Last updated at: (Beijing Time) Monday, March 03, 2003
Interest Rate Liberalization in the Pipeline
The central bank is poised to accelerate its pace of freeing up interest rates to demolish a major obstacle hindering the formation of a competitive environment for the banking industry.
The central bank is poised to accelerate its pace of freeing up interest rates to demolish a major obstacle hindering the formation of a competitive environment for the banking industry.
The People's Bank of China, the central bank, has made the advancement of liberalized interest rates its priority for 2003.
Having interest rates decided by the market was put forward in the early 1990s as a goal for China's financial reform. The authorities have gradually given banks more freedom to float lending rates in line with borrowers' credit ratings. Rates for foreign-currency lending have been completely freed.
However, in renminbi business, banks still operate according to deposit and borrowing rates set by the central bank or do business within a narrow floating range for major borrowers. This means very limited room for competition in some key services.

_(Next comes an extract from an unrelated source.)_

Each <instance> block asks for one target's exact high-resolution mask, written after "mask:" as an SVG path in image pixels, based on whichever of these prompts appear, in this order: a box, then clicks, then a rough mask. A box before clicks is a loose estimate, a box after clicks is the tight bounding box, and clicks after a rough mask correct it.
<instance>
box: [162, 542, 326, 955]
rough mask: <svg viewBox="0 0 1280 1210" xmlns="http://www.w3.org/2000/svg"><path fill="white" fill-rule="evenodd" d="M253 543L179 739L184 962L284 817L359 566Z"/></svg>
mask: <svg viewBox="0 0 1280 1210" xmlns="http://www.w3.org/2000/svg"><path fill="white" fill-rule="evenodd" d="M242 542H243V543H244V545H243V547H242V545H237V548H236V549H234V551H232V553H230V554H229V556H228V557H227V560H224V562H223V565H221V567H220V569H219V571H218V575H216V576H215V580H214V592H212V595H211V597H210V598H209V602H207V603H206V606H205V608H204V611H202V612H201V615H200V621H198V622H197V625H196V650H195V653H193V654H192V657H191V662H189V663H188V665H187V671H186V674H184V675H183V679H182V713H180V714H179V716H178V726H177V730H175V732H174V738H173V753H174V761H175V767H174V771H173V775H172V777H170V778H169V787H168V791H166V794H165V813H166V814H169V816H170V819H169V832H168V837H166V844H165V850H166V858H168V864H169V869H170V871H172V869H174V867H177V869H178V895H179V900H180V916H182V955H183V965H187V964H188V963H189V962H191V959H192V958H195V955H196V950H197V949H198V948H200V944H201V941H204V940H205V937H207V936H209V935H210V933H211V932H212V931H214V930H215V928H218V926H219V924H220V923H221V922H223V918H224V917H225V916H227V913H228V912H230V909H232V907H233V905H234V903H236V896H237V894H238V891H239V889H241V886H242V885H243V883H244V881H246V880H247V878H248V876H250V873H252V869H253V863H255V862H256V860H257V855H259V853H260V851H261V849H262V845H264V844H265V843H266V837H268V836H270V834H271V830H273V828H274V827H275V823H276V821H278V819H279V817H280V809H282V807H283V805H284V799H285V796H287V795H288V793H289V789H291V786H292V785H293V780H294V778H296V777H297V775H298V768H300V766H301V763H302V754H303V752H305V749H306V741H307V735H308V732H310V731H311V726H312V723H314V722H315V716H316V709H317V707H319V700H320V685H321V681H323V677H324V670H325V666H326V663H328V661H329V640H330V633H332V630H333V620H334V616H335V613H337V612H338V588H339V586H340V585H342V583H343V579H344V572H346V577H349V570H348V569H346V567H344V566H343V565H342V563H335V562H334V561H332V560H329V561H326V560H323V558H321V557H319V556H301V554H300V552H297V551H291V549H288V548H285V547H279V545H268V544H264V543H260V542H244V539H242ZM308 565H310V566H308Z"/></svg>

The ultimate aim of the banking sector's reforms, which are far from being finished, is to increase efficiency through competition among the banks and enable them to compete with foreign rivals as the country opens the sector wider under commitments made to the World Trade Organization.
However, "without a liberalized interest rate, many reforms (in the banking sector) cannot be pushed forward," Tang Min, chief economist at the Asian Development Bank's Beijing office, said last week.
Newly appointed central bank chief Zhou Xiaochuan, in his first major plan of work as governor, put the issue high on the bank's agenda.
Experiments have been going on in rural co-operatives on a wider band for lending-rate flotation. The experimental band will be widened even further and more places will be included in the scheme, banking sources said.
The central bank might also let banks float deposit rates by introducing negotiable deposit certificates, the sources said.
A key figure in monetary policy-making last week revealed another important detail of the central bank's plan.
"For the next step, the ceiling on lending rates will be abolished, while the bottom has yet to be determined," Yi Gang, secretary-general of the central bank's monetary policy committee, told the China Business Times newspaper.
Yi said the process of interest-rate liberalization has been progressing according to the following roadmap: The rates for foreign currencies would be freed first and then those for the yuan; loan rates would be followed by deposit rates; long-term and large-volume lending and deposits would have their rates freed before rates for smaller and shorter-term ones.
But a timetable is not necessary, he said.
Some experts said the interest rate liberalization could be completed within two years, the China Securities Journal said in a commentary last week.